The elite women will traverse 157 kilometres between Antwerp and Leuven, on a course that contains 20 short climbs and a total elevation gain of 1,047 metres. The race heads south for 56km before taking on loops of two distinct finishing circuits. The Leuven circuit containing four punchy climbs, and the Flandrien circuit with six climbs, and some longer and tougher ascents including the Smeysberg and the cobbled Moskesstraat.

The Australian team had been expected to be going in with Grace Brown as a favourite, however injury changed that, and they now have a diverse group spearheading the team including climber Amanda Spratt, experienced all-rounder Tiffany Cromwell and Hosking.

Hosking has nearly 40 career wins to her name and has used her fast finish to take victories at La Course and the Commonwealth Games. But it has been far from the easiest of season’s for the 30 year old who moved to Trek-Segafredo at the start of 2021. 

In her 12th season as a professional cyclist Hosking has had to grapple with COVID-19 and then the flow on of pericarditis. She returned at the Ladies Tour of Norway, just getting medical clearance to start racing again in the days before.

“It's a Worlds that I'm going into pretty relaxed because of what I've had to deal with over the last couple of months,” said Hosking. 

“I'm just keeping everything in perspective, like there's no way I've had the best preparation I could have ever had for this Worlds. And that in itself takes some pressure off.

“Also just the mentality that I've decided to adopt for the entire part of the season, end of the season, which is being happy to be racing and then taking the opportunities as they come. So, yeah, I'm definitely not putting any pressure on myself and just going to go in and see what happens.”

While the course may be far from the sprinter-friendly terrain where Hosking lead the Australian team at the 2016 World Championships in Qatar, she believes the race could come down to a reduced bunch sprint, and Hosking has definitely shown an ability in the past to get over the shorter punchy climbs.

She has also seems to have slipped back into the peloton not just with ease but also winning form. In her very first race back, the Ladies Tour of Norway, she swept up her first win with Trek-Segafredo, holding off Coryn Rivera (Team DSM) in the sprint on stage 4 and then she also went onto win stage 3 at the Tour de l'Ardeche. 

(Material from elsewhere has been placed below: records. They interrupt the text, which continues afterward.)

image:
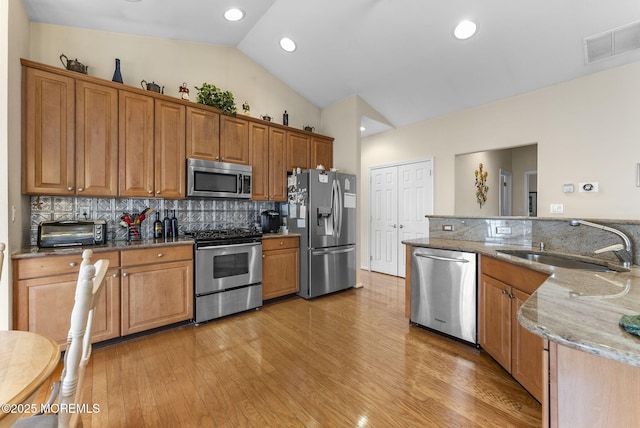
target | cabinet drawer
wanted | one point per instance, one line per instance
(270, 244)
(59, 265)
(522, 278)
(146, 256)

Given that form her role among the Australian team – which beyond Spratt and Cromwell also includes Australian champion Sarah Roy, Rachel Neylan, Lauretta Hanson and Jess Allen  – there can be little doubt about the part Hosking has to play.

"I am fast," she said with a modest chuckle. 

"So if it does come back to a group, they'll look to me. So it's pretty clear that my one job will be to do nothing until the last 200 metres."